大きくCI(Continuous Integration:継続的インテグレーション)とCD(Continuous Delivery/Deployment)からなります。CIではソースコードの変更を統合する、ビルド・テストを自動実行する、不具合を早期発見する役割があります。CDはテストを通過した成果物を自動で配布可能な状態にする、本番環境へのリリースを自動化する役割があります。
本記事で体験するハンズオンの全体像
本記事では、特別なシミュレータやハードウェアを必要とせず、Docker環境が動作するローカルPC(Windows/Mac/Linux)のみで手軽に実行できる環境を作ります。
題材として、Pythonで実装した簡易的な衝突被害軽減ブレーキ(AEB: Autonomous Emergency Braking)の制御コードを使用します。※ECU実装段階ではリアルタイム性、メモリ管理の観点からC/C++などの言語が利用されるかと思いますが今回はあくまで簡易版ということでPythonを採用しています。
本ハンズオンの前提条件として、以下の基礎知識があることを想定しています。
- Pythonの基本文法: 制御ロジックやテストコードの理解に使用します。
- Gitの基本操作: リポジトリの初期化、コミット、GitHubへのプッシュ等の操作を行います。

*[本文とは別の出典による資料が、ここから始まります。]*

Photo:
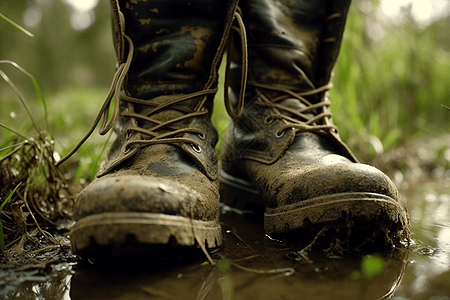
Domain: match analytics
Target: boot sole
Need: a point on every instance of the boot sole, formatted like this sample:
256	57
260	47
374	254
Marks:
136	233
365	213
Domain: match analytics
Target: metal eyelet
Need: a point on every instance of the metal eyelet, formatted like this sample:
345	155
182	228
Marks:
279	134
196	148
268	120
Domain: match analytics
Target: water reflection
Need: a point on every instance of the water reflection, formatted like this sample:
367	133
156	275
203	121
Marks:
248	266
251	266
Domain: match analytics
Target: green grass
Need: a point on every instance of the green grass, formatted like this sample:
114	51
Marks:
2	239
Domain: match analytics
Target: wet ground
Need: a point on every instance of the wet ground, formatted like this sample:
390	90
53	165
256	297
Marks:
252	266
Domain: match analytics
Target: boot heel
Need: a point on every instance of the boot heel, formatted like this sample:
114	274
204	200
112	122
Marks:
240	194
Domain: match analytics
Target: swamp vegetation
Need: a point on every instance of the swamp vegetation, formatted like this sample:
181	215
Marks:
390	85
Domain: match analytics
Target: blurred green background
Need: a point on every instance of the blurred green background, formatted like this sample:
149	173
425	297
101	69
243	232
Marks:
390	82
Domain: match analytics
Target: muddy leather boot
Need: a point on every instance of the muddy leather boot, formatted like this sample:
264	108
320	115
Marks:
282	151
159	188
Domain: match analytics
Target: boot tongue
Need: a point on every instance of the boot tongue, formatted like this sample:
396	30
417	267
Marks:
165	114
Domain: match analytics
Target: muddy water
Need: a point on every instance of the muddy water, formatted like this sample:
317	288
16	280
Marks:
251	266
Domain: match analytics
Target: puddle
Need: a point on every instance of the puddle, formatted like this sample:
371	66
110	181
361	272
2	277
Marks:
252	266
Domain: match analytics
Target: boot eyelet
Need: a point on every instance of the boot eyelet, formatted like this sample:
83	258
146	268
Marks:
279	134
268	120
196	148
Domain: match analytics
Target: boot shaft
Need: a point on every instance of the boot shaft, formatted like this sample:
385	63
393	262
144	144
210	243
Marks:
293	44
177	44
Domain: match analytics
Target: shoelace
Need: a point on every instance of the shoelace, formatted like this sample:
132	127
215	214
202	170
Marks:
306	119
117	93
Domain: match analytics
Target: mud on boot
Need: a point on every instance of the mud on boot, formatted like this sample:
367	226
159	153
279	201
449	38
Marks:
282	151
158	191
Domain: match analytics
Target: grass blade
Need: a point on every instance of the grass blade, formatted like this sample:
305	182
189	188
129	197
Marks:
38	90
2	239
16	25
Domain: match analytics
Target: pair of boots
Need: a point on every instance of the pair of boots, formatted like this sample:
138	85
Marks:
160	186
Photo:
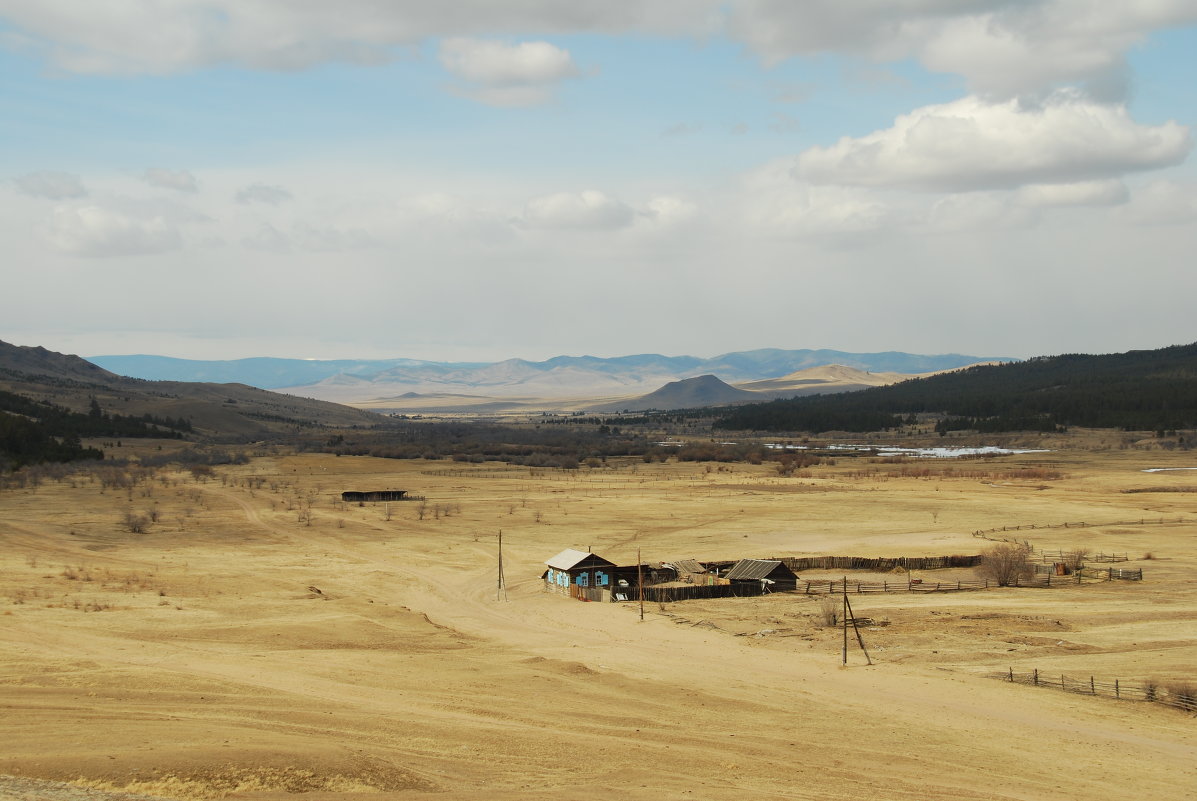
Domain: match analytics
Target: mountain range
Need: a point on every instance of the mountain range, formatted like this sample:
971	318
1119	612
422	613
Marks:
409	383
224	410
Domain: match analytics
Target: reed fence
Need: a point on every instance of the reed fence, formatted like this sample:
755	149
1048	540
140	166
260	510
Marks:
1064	556
921	586
798	564
670	594
1179	695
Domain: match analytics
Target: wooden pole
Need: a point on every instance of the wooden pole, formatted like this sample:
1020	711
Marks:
857	629
639	581
844	616
502	587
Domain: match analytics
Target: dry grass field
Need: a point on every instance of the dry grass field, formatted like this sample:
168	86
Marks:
261	639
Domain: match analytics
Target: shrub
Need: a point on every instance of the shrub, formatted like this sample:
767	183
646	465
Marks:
1006	563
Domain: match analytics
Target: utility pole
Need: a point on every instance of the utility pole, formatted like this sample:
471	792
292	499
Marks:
639	581
502	589
860	639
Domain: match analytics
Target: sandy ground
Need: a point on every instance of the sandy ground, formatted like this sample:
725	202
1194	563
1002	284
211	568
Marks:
262	639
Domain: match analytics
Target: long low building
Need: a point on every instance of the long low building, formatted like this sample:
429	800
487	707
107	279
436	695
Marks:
374	497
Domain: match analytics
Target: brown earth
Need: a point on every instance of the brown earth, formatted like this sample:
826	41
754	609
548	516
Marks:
262	639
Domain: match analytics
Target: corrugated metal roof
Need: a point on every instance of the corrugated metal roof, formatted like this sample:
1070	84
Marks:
570	558
751	569
688	566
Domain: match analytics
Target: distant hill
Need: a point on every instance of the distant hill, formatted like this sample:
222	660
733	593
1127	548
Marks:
687	393
708	390
211	410
1135	390
348	381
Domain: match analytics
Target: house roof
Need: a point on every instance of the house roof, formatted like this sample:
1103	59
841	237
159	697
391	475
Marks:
688	566
571	558
752	569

- Dockerの基礎知識: Jenkinsサーバーの起動、および静的解析やテストを実行するためのカスタムイメージ作成時にDockerを使用します。
このコードに対し、Docker上のJenkinsを用いて以下の処理を自動で実行するパイプラインを構築します。
- 静的解析: コードの記述スタイルに問題がないかを自動チェックする。
- 単体テスト: 異なる走行条件(前方車両との距離や相対速度)において、ブレーキが設計通りに作動するかをテストする。
- ビルド成果物のパッケージング: テストを通過した制御モジュールをリリース用のzip形式にパッケージし、Jenkinsのビルド結果からダウンロードできるようにする。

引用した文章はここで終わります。